Summary of Fissionfusion: Fast Geometric Generation and Hierarchical Souping For Medical Image Analysis, by Santosh Sanjeev et al.
FissionFusion: Fast Geometric Generation and Hierarchical Souping for Medical Image Analysis
by Santosh Sanjeev, Nuren Zhaksylyk, Ibrahim Almakky, Anees Ur Rehman Hashmi, Mohammad Areeb Qazi, Mohammad Yaqub
First submitted to arxiv on: 20 Mar 2024
Categories
- Main: Computer Vision and Pattern Recognition (cs.CV)

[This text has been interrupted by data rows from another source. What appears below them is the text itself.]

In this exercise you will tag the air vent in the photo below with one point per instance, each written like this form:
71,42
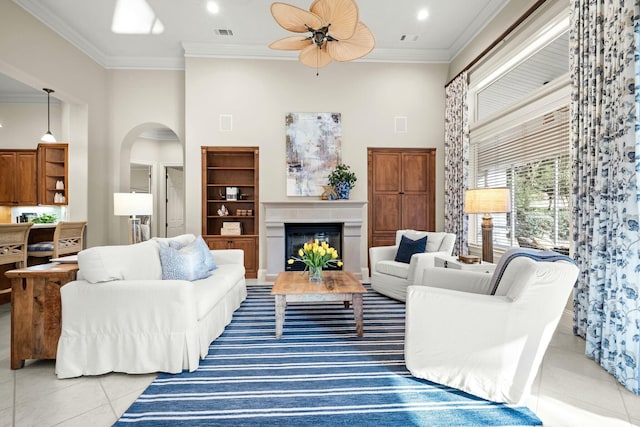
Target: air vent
223,32
409,38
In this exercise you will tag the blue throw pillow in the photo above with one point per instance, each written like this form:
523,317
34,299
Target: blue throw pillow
186,263
409,247
200,245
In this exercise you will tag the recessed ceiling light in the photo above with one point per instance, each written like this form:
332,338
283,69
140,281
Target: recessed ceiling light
135,17
213,8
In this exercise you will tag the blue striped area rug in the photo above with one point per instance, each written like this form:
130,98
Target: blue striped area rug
319,374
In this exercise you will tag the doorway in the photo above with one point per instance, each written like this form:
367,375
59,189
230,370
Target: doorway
174,201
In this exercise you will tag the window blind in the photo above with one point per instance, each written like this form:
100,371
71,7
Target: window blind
533,160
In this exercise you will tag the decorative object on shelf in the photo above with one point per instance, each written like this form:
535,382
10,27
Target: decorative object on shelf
232,193
313,146
48,136
343,180
336,32
329,193
231,229
223,211
133,205
59,198
45,219
487,201
316,255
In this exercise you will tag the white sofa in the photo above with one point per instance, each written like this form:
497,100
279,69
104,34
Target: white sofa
482,335
390,277
120,315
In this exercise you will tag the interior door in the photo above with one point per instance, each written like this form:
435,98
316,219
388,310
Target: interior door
174,207
401,192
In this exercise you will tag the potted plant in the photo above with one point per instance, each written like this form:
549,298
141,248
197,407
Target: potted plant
343,180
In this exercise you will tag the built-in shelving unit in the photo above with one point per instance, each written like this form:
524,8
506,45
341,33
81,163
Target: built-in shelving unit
53,174
230,201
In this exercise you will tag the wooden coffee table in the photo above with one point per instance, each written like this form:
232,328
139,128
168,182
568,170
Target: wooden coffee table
293,286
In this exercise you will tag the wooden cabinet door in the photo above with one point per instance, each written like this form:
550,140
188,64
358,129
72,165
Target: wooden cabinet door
18,178
385,201
401,192
7,178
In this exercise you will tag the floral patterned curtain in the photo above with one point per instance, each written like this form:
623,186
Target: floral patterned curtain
456,160
605,137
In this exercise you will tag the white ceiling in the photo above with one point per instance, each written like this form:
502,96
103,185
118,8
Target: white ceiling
191,31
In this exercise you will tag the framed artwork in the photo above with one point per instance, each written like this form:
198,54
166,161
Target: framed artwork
314,142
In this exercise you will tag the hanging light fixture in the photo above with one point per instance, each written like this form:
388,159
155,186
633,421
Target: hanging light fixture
48,137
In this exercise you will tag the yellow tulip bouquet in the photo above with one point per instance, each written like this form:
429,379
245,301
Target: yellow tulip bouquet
316,255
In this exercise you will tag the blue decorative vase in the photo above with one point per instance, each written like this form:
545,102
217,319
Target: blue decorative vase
342,189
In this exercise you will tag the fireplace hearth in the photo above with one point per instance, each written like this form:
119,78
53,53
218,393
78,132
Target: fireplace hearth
297,234
349,215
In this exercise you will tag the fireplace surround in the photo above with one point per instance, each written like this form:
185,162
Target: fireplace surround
346,212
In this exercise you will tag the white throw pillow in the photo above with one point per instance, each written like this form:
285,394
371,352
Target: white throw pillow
121,262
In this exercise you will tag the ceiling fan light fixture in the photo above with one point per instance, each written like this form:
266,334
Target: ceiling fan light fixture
333,28
48,136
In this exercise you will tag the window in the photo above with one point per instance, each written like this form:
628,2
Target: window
532,159
519,132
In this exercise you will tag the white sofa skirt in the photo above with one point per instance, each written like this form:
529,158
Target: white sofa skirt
143,326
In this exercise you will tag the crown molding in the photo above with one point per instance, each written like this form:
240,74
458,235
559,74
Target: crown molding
49,19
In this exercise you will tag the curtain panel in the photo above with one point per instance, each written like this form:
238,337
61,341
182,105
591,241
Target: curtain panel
604,142
456,160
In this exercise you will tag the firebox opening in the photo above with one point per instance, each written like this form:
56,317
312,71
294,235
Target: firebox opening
296,235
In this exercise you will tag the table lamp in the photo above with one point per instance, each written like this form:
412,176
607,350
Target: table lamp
132,204
487,201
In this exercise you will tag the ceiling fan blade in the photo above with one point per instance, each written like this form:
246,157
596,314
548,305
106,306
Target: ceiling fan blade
291,43
357,46
314,57
292,18
343,16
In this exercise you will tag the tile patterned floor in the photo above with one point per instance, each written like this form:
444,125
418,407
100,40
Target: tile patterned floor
570,390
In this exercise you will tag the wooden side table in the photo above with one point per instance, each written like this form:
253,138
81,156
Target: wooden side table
36,310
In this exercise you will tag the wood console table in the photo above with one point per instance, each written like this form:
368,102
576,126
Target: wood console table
36,310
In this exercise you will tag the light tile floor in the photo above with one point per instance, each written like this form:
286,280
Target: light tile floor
570,390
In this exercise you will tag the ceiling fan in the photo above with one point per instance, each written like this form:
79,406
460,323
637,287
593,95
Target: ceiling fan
333,27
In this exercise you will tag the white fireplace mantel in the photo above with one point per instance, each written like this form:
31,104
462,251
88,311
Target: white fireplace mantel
349,213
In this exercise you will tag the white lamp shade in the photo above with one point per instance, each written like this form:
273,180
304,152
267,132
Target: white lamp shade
127,204
487,200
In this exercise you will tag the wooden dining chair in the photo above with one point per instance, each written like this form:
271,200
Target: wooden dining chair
13,246
68,238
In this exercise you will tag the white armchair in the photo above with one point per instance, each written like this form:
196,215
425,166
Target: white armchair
390,277
491,346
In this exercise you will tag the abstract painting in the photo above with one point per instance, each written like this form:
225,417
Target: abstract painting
314,143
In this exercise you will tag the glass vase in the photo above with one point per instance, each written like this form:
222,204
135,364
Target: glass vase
343,189
315,274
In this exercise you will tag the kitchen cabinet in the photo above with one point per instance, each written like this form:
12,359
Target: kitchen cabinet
18,178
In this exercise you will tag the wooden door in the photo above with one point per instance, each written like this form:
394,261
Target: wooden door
401,192
18,178
7,178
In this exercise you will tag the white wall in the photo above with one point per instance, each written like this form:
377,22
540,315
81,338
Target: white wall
258,94
138,101
24,124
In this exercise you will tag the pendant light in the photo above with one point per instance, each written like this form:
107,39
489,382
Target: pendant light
48,137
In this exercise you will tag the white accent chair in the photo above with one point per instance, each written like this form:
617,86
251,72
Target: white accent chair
391,278
491,346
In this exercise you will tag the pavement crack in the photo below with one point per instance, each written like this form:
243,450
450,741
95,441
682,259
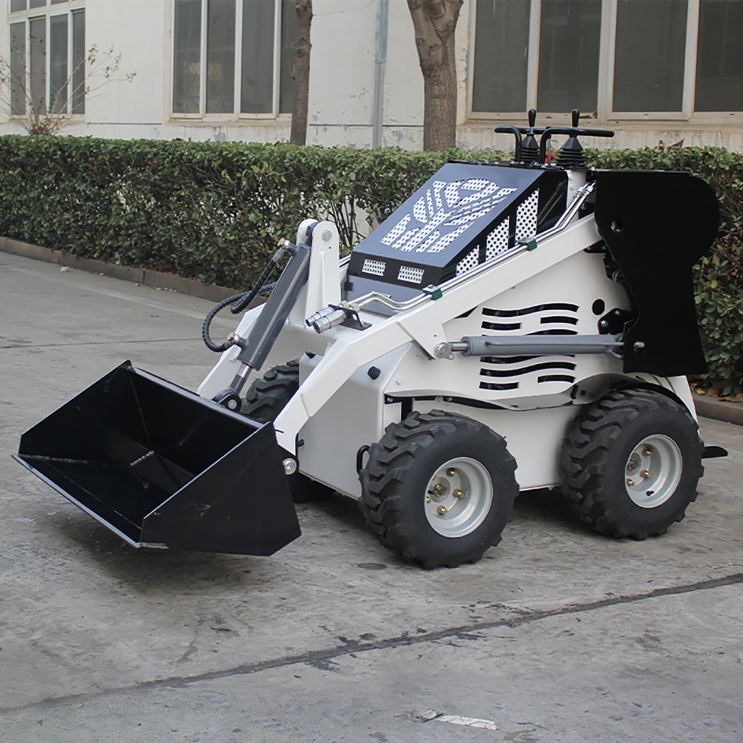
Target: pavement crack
96,343
324,658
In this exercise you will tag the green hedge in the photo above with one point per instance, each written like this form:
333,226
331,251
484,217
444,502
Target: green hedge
215,211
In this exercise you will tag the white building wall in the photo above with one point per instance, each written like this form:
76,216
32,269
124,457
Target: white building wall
341,85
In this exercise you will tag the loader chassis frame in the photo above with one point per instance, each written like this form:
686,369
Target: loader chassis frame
354,382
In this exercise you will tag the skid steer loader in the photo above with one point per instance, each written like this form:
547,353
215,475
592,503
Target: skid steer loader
509,327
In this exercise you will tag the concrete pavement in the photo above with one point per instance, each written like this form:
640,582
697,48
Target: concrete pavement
558,634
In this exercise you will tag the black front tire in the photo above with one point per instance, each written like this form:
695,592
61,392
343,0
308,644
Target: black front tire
597,472
265,399
398,473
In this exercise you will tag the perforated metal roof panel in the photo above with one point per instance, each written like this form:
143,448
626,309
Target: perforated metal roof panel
452,223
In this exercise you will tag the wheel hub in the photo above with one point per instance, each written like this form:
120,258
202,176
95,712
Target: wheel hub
458,497
653,471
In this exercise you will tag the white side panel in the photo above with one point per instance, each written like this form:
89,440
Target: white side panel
533,437
352,417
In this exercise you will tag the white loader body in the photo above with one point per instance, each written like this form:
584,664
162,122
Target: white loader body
341,407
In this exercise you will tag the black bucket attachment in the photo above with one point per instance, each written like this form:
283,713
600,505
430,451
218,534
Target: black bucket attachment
161,466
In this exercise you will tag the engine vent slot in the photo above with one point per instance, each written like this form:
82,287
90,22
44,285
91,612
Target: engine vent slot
526,217
545,366
501,326
551,306
496,242
499,386
470,261
376,268
411,274
556,378
557,319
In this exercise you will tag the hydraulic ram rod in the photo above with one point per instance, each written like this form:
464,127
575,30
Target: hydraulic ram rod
536,345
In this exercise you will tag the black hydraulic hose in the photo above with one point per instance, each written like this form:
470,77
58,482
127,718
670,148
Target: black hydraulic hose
239,302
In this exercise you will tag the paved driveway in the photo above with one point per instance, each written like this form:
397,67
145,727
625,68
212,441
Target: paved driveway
558,634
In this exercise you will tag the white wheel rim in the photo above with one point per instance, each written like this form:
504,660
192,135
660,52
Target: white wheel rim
653,471
458,497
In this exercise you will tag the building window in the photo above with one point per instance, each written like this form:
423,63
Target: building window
47,57
233,57
649,55
617,59
719,83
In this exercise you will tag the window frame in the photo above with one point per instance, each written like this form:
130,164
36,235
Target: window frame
66,8
605,94
202,114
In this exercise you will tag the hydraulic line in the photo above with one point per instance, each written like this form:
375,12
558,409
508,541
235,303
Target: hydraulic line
240,302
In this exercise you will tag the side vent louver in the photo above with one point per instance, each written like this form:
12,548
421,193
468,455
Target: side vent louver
509,373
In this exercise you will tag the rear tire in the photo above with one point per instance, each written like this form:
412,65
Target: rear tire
264,400
433,461
630,463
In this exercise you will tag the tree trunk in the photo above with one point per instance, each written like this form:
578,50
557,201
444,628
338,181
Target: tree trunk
302,72
434,22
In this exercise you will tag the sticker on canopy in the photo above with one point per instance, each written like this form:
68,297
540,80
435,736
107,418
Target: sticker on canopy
444,212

- Secondary: Artificial Intelligence (cs.AI)
GrooveSquid.com Paper Summaries
GrooveSquid.com’s goal is to make artificial intelligence research accessible by summarizing AI papers in simpler terms. Each summary below covers the same AI paper, written at different levels of difficulty. The medium difficulty and low difficulty versions are original summaries written by GrooveSquid.com, while the high difficulty version is the paper’s original abstract. Feel free to learn from the version that suits you best!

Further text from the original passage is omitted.